I get the consequences of what I'm saying. I get that I'm implying behaviors we hate will continue no matter how we regard them. I'm not endorsing, encouraging or in any way in favor of those consequences. But do not think reasoning with anyone will change their ethics. It won't. We must simply find ways of making unethical behavior unproductive from the perspective of the offender. If a guy sends you an unsolicited dick pic and then gets all aggro about it, send it to his boss. Get him fired. Get them all fired. Humiliate them. Shame them. Make it no fun whatsoever to even attempt these behaviors. Only then will the scratcher see a reason to scratch somewhere else or not at all.

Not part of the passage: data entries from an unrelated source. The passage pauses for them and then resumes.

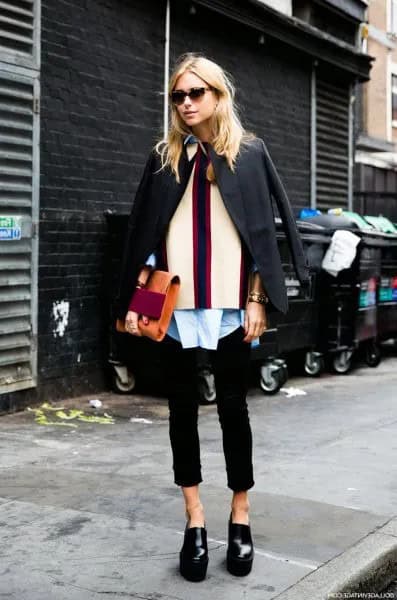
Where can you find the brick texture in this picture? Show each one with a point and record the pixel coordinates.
(101, 110)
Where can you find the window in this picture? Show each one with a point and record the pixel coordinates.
(394, 100)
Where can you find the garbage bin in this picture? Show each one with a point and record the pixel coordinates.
(297, 331)
(348, 307)
(387, 290)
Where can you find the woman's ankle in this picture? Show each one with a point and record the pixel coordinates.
(195, 514)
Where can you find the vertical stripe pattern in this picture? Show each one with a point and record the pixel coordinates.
(201, 215)
(203, 245)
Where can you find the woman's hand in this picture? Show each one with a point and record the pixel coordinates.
(255, 322)
(131, 323)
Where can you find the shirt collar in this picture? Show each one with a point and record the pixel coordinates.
(191, 143)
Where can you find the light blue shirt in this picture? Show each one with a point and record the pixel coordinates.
(203, 327)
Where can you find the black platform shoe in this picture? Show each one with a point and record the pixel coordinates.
(240, 549)
(193, 558)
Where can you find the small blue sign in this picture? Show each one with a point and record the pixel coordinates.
(10, 233)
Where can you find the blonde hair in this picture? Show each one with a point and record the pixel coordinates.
(227, 130)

As for the current administration, it's full of people who were breaking the law over and over and over and over and over and yet seem stunned when the law comes a-knockin'. They were willfully breaking the law, we say. They were aware of the law, knew they were breaking it, and sought to cover it up. Yes. All true. Except we're forgetting the sociopathic perspective on what happened, which is this: The law was inconvenient to those offenders, so they considered it irrelevant in theory and an obstacle to be worked around in practice. That's it. How you or law enforcement or anyone else felt about it wasn't merely inconsequential, it was invisible.

This is why it never serves society well to give a few parties far greater power than the majority. We're sociopaths who, far more often than not, will spend every dollar you give us and more if we can simply take them. Obviously we deserve that money more than they do; they're simply too "stupid" or inconsequential to block us from grabbing it.

You say I'm being cynical. Granted. Except I'm also just noticing a cat is a cat and not expecting it to be Mahatma Gandhi, y'know? Maybe it's time we all wised up and adjusted our society so fewer people have situational opportunities to be the sociopathic, egocentric abusers they're so clearly inclined to spend their lives being. When I block Simon from clawing me, I'm not being unkind to him. I'm being kind to myself because I'm fully aware he will not treat me kindly. Simon isn't a bad cat. He's an average cat. It's up to me, not him, to be smarter and more aware of my own needs than he is. Is that fair? No, not really. But life isn't fair, it's simply life, and if you don't believe me ask anyone who was just prevented from getting anything he or she wanted for even one second.